After Elizabeth Kennedy and Justin Gil of Spokane, Wash., completed a marriage preparation course at St. Aloysius Catholic Church in Spokane, they filled out a "couple inventory."
They were relieved to discover that they saw eye-to-eye on many issues that can torpedo a marriage. But the inventory surfaced one issue the couple hadn't discussed: finances.
"We scored low on the nuts and bolts of finances," Kennedy said. They hadn't talked about how they would repay their student loans. So they sat down and worked out these details, feeling fortunate that the inventory caught this area of concern for their future life.
The couple inventory they filled out is known as FOCCUS (Facilitating Open Couple Communication, Understanding and Study). The internationally used inventory isn't the only one available, but it is one of the most popular.
The Diocese of Little Rock has used FOCCUS to prepare couples for more than 15 years, said Elizabeth Reha, director of the Family Life Office.
All engaged couples must meet with their pastor and do the initial prenuptial questionnaire followed by the FOCCUS, she said.
"Regardless of whether they're a young couple or it's a second marriage after an annulment, they are still required to do the FOCCUS instrument," Reha said.
FOCCUS isn't a test. It is a tool for couples planning to marry.
"The tool itself is really designed as a facilitation opportunity.
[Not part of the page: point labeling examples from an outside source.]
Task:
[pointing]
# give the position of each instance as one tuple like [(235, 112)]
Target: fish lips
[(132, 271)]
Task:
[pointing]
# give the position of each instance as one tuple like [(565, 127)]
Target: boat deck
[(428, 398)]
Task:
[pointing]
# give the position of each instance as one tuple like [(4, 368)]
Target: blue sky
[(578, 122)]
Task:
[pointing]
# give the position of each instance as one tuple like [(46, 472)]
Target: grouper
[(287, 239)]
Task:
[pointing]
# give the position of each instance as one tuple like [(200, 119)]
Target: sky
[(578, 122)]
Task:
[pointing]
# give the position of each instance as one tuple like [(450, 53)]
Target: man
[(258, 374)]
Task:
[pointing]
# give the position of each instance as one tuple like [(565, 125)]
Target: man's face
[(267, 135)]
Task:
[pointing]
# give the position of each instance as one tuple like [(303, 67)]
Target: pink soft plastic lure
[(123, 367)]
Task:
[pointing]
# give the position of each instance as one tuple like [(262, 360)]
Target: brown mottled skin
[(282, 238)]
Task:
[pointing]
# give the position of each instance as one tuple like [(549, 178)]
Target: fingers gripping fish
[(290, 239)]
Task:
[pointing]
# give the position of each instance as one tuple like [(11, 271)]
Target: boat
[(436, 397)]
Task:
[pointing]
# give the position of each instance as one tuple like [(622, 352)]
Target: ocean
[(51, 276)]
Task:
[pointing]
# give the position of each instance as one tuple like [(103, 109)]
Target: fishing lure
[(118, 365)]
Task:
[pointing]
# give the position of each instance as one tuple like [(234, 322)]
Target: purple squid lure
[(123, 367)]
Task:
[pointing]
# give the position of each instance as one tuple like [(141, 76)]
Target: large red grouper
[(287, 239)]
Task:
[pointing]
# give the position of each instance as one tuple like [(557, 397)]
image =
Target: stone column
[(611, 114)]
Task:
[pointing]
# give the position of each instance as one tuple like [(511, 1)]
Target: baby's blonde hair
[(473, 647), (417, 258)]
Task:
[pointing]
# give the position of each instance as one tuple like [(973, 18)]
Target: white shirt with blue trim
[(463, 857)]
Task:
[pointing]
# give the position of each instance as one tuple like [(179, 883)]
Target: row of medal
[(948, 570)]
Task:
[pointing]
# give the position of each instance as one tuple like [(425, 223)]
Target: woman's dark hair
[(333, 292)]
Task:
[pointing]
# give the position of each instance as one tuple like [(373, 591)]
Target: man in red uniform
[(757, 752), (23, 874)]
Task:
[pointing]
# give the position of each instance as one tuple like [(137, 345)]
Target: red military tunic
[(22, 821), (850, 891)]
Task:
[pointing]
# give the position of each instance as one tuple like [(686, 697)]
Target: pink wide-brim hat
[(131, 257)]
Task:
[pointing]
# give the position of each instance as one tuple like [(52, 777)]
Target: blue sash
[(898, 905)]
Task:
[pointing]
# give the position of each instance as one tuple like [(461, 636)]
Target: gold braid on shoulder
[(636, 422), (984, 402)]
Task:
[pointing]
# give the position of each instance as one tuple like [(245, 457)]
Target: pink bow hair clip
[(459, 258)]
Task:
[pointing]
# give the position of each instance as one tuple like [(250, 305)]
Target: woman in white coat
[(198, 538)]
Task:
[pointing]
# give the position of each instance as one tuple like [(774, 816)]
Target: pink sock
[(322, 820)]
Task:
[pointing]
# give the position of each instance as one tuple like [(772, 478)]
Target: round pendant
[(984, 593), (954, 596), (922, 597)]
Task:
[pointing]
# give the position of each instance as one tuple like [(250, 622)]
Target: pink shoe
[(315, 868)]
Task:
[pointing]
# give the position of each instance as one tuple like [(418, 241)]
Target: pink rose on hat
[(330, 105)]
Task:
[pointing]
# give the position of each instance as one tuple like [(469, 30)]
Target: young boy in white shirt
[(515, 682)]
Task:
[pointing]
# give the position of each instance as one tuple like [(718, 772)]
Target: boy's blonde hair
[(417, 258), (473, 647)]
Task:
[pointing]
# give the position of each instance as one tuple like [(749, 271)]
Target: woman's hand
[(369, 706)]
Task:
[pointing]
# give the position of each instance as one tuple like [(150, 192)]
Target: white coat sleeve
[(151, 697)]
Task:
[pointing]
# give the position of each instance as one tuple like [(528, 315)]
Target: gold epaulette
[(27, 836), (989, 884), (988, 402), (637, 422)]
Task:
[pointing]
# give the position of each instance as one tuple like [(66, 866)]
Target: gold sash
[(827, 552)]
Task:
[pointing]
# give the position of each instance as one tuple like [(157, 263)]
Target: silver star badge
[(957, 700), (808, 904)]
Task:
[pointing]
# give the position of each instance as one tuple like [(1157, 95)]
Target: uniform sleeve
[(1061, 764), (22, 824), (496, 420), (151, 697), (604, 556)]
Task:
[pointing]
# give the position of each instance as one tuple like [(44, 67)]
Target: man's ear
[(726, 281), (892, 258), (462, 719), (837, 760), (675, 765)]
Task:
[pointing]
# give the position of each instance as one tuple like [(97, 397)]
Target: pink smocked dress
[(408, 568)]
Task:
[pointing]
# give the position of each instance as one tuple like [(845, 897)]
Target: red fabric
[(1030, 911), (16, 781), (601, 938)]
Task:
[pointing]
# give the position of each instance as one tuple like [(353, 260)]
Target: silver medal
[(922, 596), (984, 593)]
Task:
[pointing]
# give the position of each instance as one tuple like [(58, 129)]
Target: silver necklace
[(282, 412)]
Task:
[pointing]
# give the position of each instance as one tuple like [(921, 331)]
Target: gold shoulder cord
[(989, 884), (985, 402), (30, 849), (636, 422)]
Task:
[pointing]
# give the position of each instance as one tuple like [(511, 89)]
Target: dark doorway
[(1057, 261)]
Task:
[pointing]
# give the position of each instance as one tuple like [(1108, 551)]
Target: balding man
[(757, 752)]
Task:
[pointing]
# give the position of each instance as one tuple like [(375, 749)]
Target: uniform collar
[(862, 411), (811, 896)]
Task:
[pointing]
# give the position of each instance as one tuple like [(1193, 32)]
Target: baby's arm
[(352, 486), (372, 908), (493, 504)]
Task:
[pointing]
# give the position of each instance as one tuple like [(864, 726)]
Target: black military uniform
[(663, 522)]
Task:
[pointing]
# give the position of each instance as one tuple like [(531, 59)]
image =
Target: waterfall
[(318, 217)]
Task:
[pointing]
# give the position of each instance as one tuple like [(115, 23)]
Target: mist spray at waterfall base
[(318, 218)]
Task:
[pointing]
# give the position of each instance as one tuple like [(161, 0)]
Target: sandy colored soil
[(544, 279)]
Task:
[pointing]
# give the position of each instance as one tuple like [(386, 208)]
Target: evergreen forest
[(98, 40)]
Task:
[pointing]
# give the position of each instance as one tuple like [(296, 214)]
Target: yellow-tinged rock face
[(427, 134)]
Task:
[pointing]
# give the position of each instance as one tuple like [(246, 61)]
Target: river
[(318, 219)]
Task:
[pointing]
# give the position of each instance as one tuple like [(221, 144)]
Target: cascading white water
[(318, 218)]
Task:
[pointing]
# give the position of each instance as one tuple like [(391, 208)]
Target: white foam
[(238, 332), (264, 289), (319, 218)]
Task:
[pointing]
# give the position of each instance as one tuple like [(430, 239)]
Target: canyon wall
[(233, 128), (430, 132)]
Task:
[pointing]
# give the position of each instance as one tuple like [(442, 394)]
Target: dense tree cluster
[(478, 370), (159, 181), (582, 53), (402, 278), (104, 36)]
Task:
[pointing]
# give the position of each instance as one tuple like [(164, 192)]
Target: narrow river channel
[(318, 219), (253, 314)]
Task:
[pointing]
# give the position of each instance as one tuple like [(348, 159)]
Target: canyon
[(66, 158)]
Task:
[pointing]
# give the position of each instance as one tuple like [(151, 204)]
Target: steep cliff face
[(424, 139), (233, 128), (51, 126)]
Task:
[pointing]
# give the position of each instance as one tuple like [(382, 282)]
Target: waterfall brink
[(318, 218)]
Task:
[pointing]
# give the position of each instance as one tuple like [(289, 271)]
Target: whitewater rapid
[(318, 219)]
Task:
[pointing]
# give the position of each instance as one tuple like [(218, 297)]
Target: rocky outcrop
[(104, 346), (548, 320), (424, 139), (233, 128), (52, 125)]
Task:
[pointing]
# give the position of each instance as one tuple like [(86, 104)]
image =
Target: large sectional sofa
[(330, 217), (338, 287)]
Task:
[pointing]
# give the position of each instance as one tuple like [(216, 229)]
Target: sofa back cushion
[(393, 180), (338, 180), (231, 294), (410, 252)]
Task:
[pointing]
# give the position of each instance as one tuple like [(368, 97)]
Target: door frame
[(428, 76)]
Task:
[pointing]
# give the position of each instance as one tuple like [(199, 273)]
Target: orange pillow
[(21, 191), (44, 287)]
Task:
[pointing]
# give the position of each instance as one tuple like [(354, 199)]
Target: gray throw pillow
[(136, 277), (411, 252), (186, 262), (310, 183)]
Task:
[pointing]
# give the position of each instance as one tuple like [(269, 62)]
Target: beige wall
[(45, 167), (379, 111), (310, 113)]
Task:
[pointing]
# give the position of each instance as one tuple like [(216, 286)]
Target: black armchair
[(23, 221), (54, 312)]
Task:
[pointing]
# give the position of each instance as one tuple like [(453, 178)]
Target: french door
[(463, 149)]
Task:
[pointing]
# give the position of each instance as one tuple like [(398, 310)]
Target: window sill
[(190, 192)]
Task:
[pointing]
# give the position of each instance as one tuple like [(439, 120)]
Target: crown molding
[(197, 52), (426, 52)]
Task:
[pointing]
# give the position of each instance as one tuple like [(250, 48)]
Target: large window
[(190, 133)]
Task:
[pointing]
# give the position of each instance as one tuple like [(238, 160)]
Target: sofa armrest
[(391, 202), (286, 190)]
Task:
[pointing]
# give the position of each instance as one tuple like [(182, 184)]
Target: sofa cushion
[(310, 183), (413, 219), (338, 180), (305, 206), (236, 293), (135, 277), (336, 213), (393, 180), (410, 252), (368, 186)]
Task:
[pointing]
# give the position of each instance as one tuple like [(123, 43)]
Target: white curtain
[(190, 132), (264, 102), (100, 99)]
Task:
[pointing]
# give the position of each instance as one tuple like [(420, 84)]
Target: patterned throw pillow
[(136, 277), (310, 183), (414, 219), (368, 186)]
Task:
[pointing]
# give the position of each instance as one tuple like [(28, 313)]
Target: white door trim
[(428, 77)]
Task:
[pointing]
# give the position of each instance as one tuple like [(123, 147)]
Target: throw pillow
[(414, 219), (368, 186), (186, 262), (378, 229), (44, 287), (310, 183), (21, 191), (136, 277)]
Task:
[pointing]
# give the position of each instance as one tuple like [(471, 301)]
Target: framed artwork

It's not meant to be a litmus test on whether the marriage will make it or not," she said.
|Samples from the questionnaire|
|Stepfamilies-to-be have special needs |
Couples married a few years can return to the inventory through a tool called REFOCCUS. It can also be used to prepare couples who were married civilly and now want to marry in the Church, Reha said.
The inventory is easy to fill out. The couple separately answer the same questions by saying whether they agree, disagree or feel uncertain about 156 statements. There are additional questions specific to interfaith couples, couples in which one or both are marrying a second time or cohabitating couples.
After completing the inventory, the responses are compared and graphed. The statements are separated into 19 categories that engaged couples need to discuss. Some sample categories are communication, religion and values, parenting issues, extended family issues and lifestyle expectations.
Marriage preparation facilitators like to see agreement rates of 80 percent or more on each category's statements.
Kathy Finley, who teaches "Christian Marriage" at Gonzaga University in Spokane, has facilitated marriage preparation courses for more than 300 couples at St. Aloysius, including Kennedy and Gil. She carefully pores over inventory results with each couple.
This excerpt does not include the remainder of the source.